Luís Cândido – A coleta nos prédios e condomínios ganhou mais eficiência, higiene e segurança com a implantação de contêineres plásticos para acondicio-nar o lixo orgânico e os materiais recicláveis devidamente ensacados. Os contêineres de 240 litros são acoplados ao caminhão coletor e basculados automaticamente. Mais de 5 mil contêineres estão distribuídos em cerca de 700 prédios e condomínios da cidade. O modelo facilita o trabalho de moradores e dos coletores, pois os contêineres são leves, de fácil locomoção e mais higiênicos. Os condomínios recebem contêineres de cores diferenciadas, marrons para o armazenamento do lixo orgânico e azuis para os materiais recicláveis. Isso facilita a identificação para que os moradores armazenem o lixo corretamente e também otimiza o serviço das coletas.

Alife – Existe previsão de um PEV na zona oeste?

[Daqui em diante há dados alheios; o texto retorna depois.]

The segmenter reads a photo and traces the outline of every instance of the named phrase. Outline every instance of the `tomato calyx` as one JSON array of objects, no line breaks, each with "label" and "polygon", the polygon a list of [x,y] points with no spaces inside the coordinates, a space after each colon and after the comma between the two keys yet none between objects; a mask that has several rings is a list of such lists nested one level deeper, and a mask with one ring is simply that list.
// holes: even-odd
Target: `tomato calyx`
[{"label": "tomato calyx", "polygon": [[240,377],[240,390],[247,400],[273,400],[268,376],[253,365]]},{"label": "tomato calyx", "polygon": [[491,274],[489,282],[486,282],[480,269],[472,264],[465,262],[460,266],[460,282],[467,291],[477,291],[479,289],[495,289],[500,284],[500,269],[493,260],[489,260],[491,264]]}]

Luís Cândido – No momento a melhor alternativa para os moradores da região oeste são os PEVs (Postos de Entrega Voluntária) localizados na Rua Guidoval nº 100, no Conjunto 31 de Março, e na Rua Estrela Dalva nº 135, no Jardim Satélite. Há um estudo da Prefeitura para ampliação dos PEVs, que hoje estão em 11 pontos espalhados pela cidade.

Alife – Descarte de lâmpadas florescentes é limitado? Por quais motivos?
Luís Cândido – Os grandes geradores de resíduos são responsáveis pelo descarte dos seus materiais, especialmente aqueles contaminantes, como as lâmpadas. Mas para os pequenos geradores, São José dos Campos oferece um serviço gratuito, que recebe até três lâmpadas por usuário pelos 11 PEVs da cidade, que depois são destinadas à Estação de Tratamento de Resíduos Sólidos, onde a URBAM faz a descontaminação e destinação final adequada. A média de entrega deste material nos PEVs é de cerca de 2 mil lâmpadas por mês. Fruto deste trabalho, a Prefeitura de São José dos Campos recebeu neste ano um certificado inédito de sustentabilidade pelo pioneiro programa de descontaminação de 4 mil lâmpadas fluorescentes em 2013. O certificado é validado pela Tecar Serviços Ambientais, homologada pela Cetesb e Ibama. O processo separa o vapor de mercúrio, o vidro e o alumínio. Após este processo, estes dois últimos podem ser reaproveitados na fabricação de outros produtos. Quando jogadas no lixo comum ou no meio ambiente, o mercúrio contido nas lâmpadas fluorescentes pode contaminar o solo, as plantas, os animais e a água. O mercúrio é um metal bioacumulativo, ou seja, se acumula no organismo vivo ao longo do tempo, com grande toxidade. Nos seres humanos causa principalmente problemas respiratórios e neurológicos. No Brasil, apenas 6% dos 200 milhões de lâmpadas comercializadas por ano são descartadas de maneira segura e correta.